Again, Haiti was subjected to a succession of putsch and assassinations which despite emerged on the election of the Father Jean-Bertrand Aristide on February 7, 1991. Regarded as democratic by the foreign observers this election is disputed by a part of the army which reversed the first elected president of the Republic of Haiti, 7╩months only after its accession with the capacity.

Actually, the government directed by the General Cedras is qualified by the haitian opposition and by the "friends of Haiti" (U.S.A., Canada, France, Venezuela) like "macouto-putschist" and the methods of Duvalier seem to be given to the style of the day. Terror and repression reign in all the country and especially with Port-au-Prince.

To counter the putschists the "friends of Haiti" with the agreement of U.N.O. and of the elected president, the Father Aristide, impose a wicked embargo which starves the population and benefits the smugglers from all nationalities.

The embargo, which prohibits the fuel imports, forces Haiti to live without electricity of day like night and serves as a pretext for the traders to multiply by three, four even six times the prices of the basic food products.

Thus, fortunes are built and bellies are emptied.

Puerto-Plata, march 1994

 
     
 
 
The Vévés

The colonists being wary of the "benevolence" of the church towards the black slaves they neglected to inform them in the catholic religion. In the slave ships, priests and wizards who knew ritual African were present. In spite of prohibitions, the blacks often practised ceremonies, the night in the forests, stand apart of the plantations.

 

The haitian flag
Little time before the independence, Dessaline decided to give a flag to the black fighters. It took a french flag and tore off the white of the center and brought closer the blue and the red. It extirpated symbolically the white of the ground of Haiti. Then president P?tion reversed the color to put blue above the red.

 
 

Barbecue
The buccaneers had the practice to consume goats by spitting them of the beard to the tail. The english flibustiers deformed the expression in barbecue. Thus it is necessary to pronounce it with english╩pronontiation : "barbekiou".

 
  Bacon
This word comes from the word "boucan", an indian word indicating a fire which was used for the buccaneers to smoke the meat from bovines and pigs.
 
     
 

Bibliographie

• Archer Evry, Le Vaudou, Art ? Fête ? Religion ? Magie ? Symptôme ou Thérapeutique ?, Conférence oct. 1987, G.A.P.E.R.P. (Groupe Autonome Pluridisciplinaire d’Études et de Recherche en Psychopatholoie, Lille, 1989.
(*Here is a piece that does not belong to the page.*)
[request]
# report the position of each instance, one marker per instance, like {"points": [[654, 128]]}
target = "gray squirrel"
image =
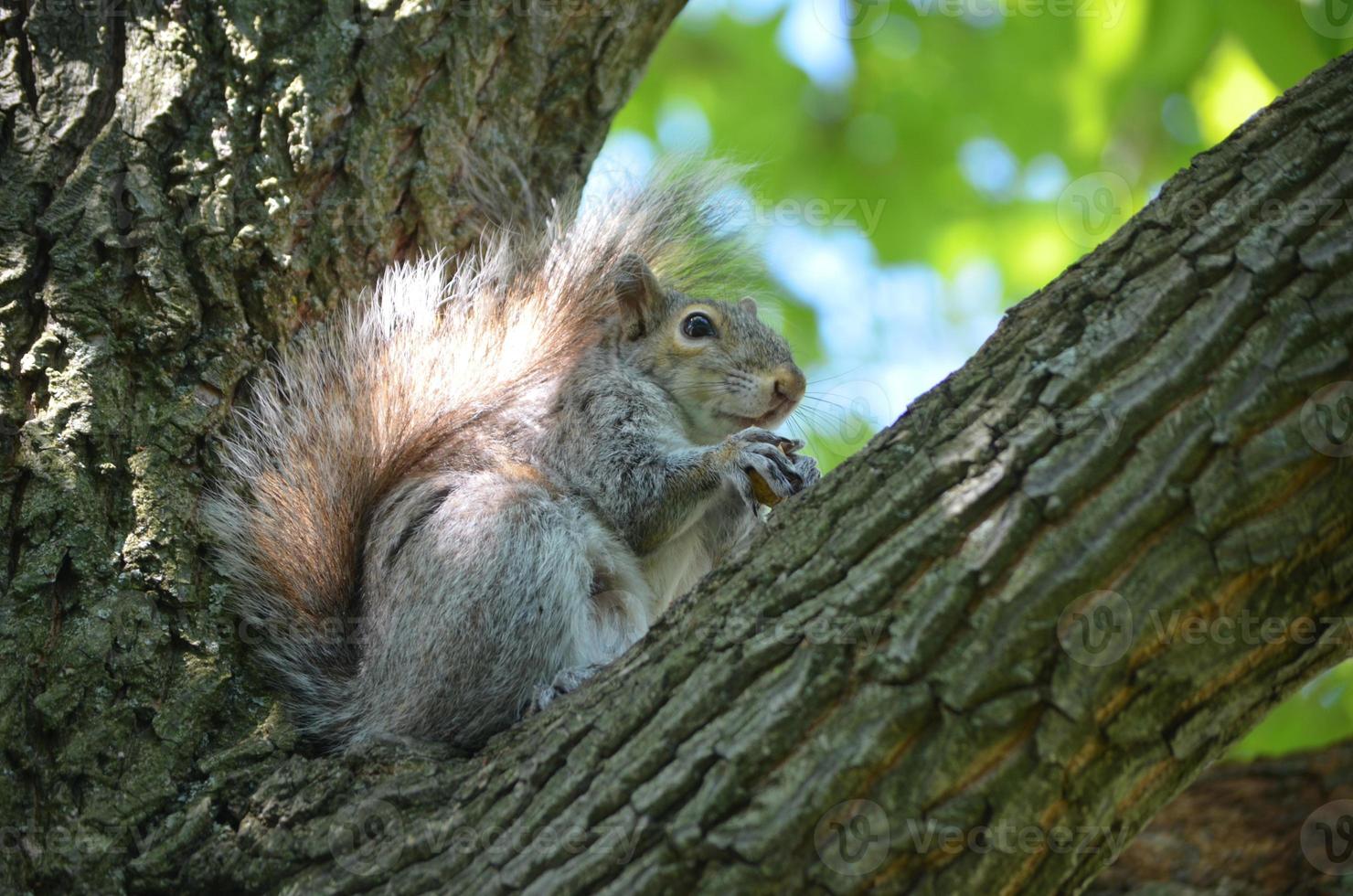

• Bitter Maurice, Haïti, Petite planète, Éditions du Seuil, Paris, 1970.

• Chanez Pierre-Olivier, Le vaudou, Enquête aux pays des zombis, Éditions de Bressac, Paris, 1997.

• Contes d’Haïti, textes traduits par Louise Tessonneau, Fleuve et Flamme, Conseil international de la langue française, Paris, 1980.

• Cornevin Robert, Haïti, Que sais-je ?, Presses Universitaires de France, Paris, 1993.

• Foucard Guignard Mercédes (Déita), La légende des loa, Vodou Haïtien, Bibliothèque Nationale d’Haïti, Port-au-Prince, 1993.

• Hamdani Amar, Rites et secrets du vaudou, Éditions Magellan, Paris, 1994.

• Hubron Laënnec, Les mystères du vaudou, Découvertes Gallimard, Paris, 1993.

• Métraux Alfred, Le vaudou haïtien, Éditions Gallimard, Paris, 1958.

• Planson Claude, Vaudou, un initié parle…, L’aventure mystérieuse, J’ai lu, Jean Dullis Éditeur, Paris, 1974.

• Planson Claude, Le grand livre du Vaudou, Les secrets du Vaudou et ses explications, Librairie de l’inconnu éditions, Paris, 1999.

• Tramblay Johanne, Mères, pouvoir et santé en Haïti, Éditions Karthala, Paris, 1995.